Second, the virus itself changed. Since January 2022, the Omicron variant and its subvariants, including the predominant variant circulating as of March 2024, has since superseded older variants of the virus such as Alpha or Delta[2].
Omicron infections are generally associated with milder symptoms than the previous variants, because this variant is more likely to infect from the lower respiratory tract than the upper respiratory tract. As explained earlier, upper respiratory symptoms are usually less severe because the lungs don’t suffer as much damage.
Finally, the U.S. Food and Drug Administration (FDA) approved Paxlovid, an oral treatment against mild to severe COVID-19, in March 2023. Studies showed that Paxlovid significantly reduced the risk of death and hospitalization among COVID-19 patients[3], making it an effective tool in the fight against the disease.
Conclusion
The implication that COVID-19 should always have been treated as the flu because of the CDC’s recent update to COVID-19 guidelines is misleading. This fails to take into account the very different level of risk that COVID-19 posed to the public at the beginning of the pandemic relative to now.
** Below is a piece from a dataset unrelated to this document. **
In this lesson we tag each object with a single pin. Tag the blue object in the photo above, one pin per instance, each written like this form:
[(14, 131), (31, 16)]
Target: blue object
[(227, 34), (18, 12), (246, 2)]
The combination of better COVID-19 treatments, widespread vaccine- and infection-induced immunity of the general population, and SARS-CoV-2 variants, have significantly reduced the immediate public health threat posed by COVID-19. Although the disease can still be severe and shouldn’t be taken lightly, people are now less likely to die from COVID-19 and more likely to develop mild disease than they did during the initial years of the pandemic.
These statistics indicate that COVID-19 now poses less of an immediate public health threat than it did in 2020, which is why the CDC decided to update COVID-19 guidelines and merge it with guidelines for other respiratory diseases like the flu.
REFERENCE
- 1 – Nakagawara et al. (2022) Impact of upper and lower respiratory symptoms on COVID-19 outcomes: a multicenter retrospective cohort study. Respiratory Research.
- 2 – Lambrou et al. (2022) Genomic Surveillance for SARS-CoV-2 Variants: Predominance of the Delta (B.1.617.2) and Omicron (B.1.1.529) Variants — United States, June 2021–January 2022. Morbidity and Mortality Weekly Report.
- 3 – Amani B. (2022) Efficacy and safety of nirmatrelvir/ritonavir (Paxlovid) for COVID-19: A rapid review and meta-analysis. Journal of medical virology.